Subscribe to receive notifications of new posts:

How we built rate limiting capable of scaling to millions of domains


7 min read

Back in April we announced Rate Limiting of requests for every Cloudflare customer. Being able to rate limit at the edge of the network has many advantages: it’s easier for customers to set up and operate, their origin servers are not bothered by excessive traffic or layer 7 attacks, the performance and memory cost of rate limiting is offloaded to the edge, and more.

In a nutshell, rate limiting works like this:

  • Customers can define one or more rate limit rules that match particular HTTP requests (failed login attempts, expensive API calls, etc.)

  • Every request that matches the rule is counted per client IP address

  • Once that counter exceeds a threshold, further requests are not allowed to reach the origin server and an error page is returned to the client instead

This is a simple yet effective protection against brute force attacks on login pages and other sorts of abusive traffic like L7 DoS attacks.

Doing this with possibly millions of domains and even more millions of rules immediately becomes a bit more complicated.
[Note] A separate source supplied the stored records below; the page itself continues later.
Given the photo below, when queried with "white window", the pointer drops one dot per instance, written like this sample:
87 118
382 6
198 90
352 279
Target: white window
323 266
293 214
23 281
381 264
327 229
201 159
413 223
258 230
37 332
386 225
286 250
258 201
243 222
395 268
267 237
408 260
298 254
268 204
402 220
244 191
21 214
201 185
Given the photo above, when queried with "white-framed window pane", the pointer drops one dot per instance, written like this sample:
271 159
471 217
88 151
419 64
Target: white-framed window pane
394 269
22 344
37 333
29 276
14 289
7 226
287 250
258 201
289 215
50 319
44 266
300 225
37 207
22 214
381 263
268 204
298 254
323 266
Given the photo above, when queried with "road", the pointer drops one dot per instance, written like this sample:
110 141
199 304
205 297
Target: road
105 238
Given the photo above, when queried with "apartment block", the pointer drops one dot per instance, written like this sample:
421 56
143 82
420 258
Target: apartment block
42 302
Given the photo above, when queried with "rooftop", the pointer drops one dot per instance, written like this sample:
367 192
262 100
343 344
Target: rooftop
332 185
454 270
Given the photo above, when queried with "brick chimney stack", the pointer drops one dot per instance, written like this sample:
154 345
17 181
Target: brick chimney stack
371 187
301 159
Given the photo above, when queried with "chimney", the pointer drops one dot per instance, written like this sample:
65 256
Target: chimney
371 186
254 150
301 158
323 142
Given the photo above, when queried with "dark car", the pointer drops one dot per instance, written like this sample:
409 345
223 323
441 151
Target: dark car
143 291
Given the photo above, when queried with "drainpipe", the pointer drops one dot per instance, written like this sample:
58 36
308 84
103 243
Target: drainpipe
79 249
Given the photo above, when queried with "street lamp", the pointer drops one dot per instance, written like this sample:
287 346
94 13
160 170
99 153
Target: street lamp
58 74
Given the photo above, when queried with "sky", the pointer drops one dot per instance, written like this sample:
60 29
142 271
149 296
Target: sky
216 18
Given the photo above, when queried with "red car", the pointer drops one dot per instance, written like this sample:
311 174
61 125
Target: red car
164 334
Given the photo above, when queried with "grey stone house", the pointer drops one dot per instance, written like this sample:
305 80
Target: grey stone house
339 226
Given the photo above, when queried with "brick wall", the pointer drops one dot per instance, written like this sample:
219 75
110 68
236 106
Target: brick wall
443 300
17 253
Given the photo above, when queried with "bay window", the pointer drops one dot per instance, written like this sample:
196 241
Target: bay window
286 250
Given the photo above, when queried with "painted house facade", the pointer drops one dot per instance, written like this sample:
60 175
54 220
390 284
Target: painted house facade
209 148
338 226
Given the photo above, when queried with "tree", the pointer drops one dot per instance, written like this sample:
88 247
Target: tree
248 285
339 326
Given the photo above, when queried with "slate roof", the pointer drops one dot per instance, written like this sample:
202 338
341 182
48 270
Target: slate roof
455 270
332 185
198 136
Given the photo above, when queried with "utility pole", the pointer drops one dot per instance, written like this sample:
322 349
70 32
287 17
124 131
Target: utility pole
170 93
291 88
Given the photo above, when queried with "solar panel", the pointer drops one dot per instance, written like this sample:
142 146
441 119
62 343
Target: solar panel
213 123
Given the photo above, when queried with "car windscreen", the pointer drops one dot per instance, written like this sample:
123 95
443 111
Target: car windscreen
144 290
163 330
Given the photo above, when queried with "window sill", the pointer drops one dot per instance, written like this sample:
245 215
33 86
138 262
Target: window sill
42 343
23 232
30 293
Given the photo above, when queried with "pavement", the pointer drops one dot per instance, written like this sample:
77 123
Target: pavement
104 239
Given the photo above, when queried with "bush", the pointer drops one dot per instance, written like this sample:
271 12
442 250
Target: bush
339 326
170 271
This article is a look at how we implemented a rate limiter able to run quickly and accurately at the edge of the network which is able to cope with the colossal volume of traffic we see at Cloudflare.

Let’s just do this locally!

As the Cloudflare edge servers are running NGINX, let’s first see how the stock rate limiting module works:

http {
    limit_req_zone $binary_remote_addr zone=ratelimitzone:10m rate=15r/m;
    server {
        location /api/expensive_endpoint {
            limit_req zone=ratelimitzone;

This module works great: it is reasonably simple to use (but requires a config reload for each change), and very efficient. The only problem is that if the incoming requests are spread across a large number of servers, this doesn’t work any more. The obvious alternative is to use some kind of centralized data store. Thanks to NGINX’s Lua scripting module, that we already use extensively, we could easily implement similar logic using any kind of central data backend.

But then another problem arises: how to make this fast and efficient?

All roads lead to Rome? Not with anycast!

Since Cloudflare has a vast and diverse network, reporting all counters to a single central point is not a realistic solution as the latency is far too high and guaranteeing the availability of the central service causes more challenges.

First let’s take a look at how the traffic is routed in the Cloudflare network. All the traffic going to our edge servers is anycast traffic. This means that we announce the same IP address for a given web application, site or API worldwide, and traffic will be automatically and consistently routed to the closest live data center.

Anycast routing example

This property is extremely valuable: we are sure that, under normal conditions[1], the traffic from a single IP address will always reach the same PoP. Unfortunately each new TCP connection might hit a different server inside that PoP. But we can still narrow down our problem: we can actually create an isolated counting system inside each PoP. This mostly solves the latency problem and greatly improves the availability as well.

Storing counters

At Cloudflare, each server in our edge network is as independent as possible to make their administration simple. Unfortunately for rate limiting, we saw that we do need to share data across many different servers.

We actually had a similar problem in the past with SSL session IDs: each server needed to fetch TLS connection data about past connections. To solve that problem we created a Twemproxy cluster inside each of our PoPs: this allows us to split a memcache[2] database across many servers. A consistent hashing algorithm ensures that when the cluster is resized, only a few number of keys are hashed differently.

In our architecture, each server hosts a shard of the database. As we already had experience with this system, we wanted to leverage it for the rate limit as well.


Now let’s take a deeper look at how the different rate limit algorithms work. What we call the sampling period in the next paragraph is the reference unit of time for the counter (1 second for a 10 req/sec rule, 1 minute for a 600 req/min rule, ...).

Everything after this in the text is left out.